I spent several hours this past week watching video footage from hidden cameras that skimmer thieves placed at ATMs to surreptitiously record customers entering their PINs. I was surprised to see that out of the dozens of customers that used the compromised cash machines, only one bothered to take the simple but effective security precaution of covering his hand when entering his 4-digit code.

In February 2011, I wrote about geek gear used in a 2009 ATM skimmer incident at a Bank of America branch in California. The theft devices employed in that foiled attack included a card skimmer that fit over the real card acceptance slot, and a hidden ball camera.

I recently obtained the video footage recorded by that hidden ball camera. The first segment shows the crook installing the skimmer cam at a drive-up ATM early on a Sunday morning. The first customer arrives just seconds after the fraudster drives away, entering his PIN without shielding the keypad and allowing the camera to record his code. Dozens of customers after him would do the same. One of the customers in the video clip below voices a suspicion that something isn’t quite right about the ATM, but he proceeds to enter his PIN and withdraw cash anyhow. A few seconds later, the hidden camera records him reciting the PIN for his ATM card, and asking his passenger to verify the code.

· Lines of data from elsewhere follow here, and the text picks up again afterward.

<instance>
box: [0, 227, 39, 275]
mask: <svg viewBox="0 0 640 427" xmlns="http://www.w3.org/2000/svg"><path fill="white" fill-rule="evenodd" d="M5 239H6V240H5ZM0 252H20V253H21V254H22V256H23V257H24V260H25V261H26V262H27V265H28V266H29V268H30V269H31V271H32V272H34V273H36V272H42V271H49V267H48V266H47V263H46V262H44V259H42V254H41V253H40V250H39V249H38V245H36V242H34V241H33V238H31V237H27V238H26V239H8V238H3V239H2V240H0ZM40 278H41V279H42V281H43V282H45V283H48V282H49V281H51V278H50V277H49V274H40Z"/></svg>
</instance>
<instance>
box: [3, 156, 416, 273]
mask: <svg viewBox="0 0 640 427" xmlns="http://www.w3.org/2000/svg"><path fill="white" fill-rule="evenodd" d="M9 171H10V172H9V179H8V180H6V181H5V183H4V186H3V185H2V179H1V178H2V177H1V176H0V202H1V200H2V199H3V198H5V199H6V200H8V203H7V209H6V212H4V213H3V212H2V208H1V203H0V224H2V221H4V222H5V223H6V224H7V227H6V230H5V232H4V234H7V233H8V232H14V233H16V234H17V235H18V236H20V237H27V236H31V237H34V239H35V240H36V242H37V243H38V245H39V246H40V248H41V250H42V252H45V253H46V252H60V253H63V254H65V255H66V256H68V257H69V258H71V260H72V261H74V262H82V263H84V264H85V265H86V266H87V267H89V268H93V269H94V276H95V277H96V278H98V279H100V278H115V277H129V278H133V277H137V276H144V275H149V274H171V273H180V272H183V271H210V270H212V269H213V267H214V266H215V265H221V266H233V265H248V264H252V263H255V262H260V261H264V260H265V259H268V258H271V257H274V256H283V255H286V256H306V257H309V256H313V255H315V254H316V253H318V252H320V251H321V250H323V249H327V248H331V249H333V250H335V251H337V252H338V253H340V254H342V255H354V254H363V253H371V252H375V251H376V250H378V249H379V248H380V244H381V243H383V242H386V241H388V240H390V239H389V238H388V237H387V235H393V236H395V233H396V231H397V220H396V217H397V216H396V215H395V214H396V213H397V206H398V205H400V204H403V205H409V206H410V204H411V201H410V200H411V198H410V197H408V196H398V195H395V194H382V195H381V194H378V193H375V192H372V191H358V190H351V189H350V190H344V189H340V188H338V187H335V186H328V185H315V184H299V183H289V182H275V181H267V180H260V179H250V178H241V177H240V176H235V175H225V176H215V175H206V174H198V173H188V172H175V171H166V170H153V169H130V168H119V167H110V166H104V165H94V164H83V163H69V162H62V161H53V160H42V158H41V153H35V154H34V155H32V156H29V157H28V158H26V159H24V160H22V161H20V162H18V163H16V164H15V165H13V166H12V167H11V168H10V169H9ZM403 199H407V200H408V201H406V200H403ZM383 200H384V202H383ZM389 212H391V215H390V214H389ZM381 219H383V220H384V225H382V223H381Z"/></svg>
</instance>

Some readers may thinking, “Wait a minute: Isn’t it more difficult to use both hands when you’re withdrawing cash from a drive-thru ATM while seated in your car?” Maybe. You might think, then, that it would be more common to see regular walk-up ATM users observing this simple security practice. But that’s not what I found after watching 90 minutes of footage from another ATM scam that was recently shared by a law enforcement source. In this attack, the fraudster installed an all-in-one skimmer, and none of the 19 customers caught on camera before the scheme was foiled made any effort to shield the PIN pad.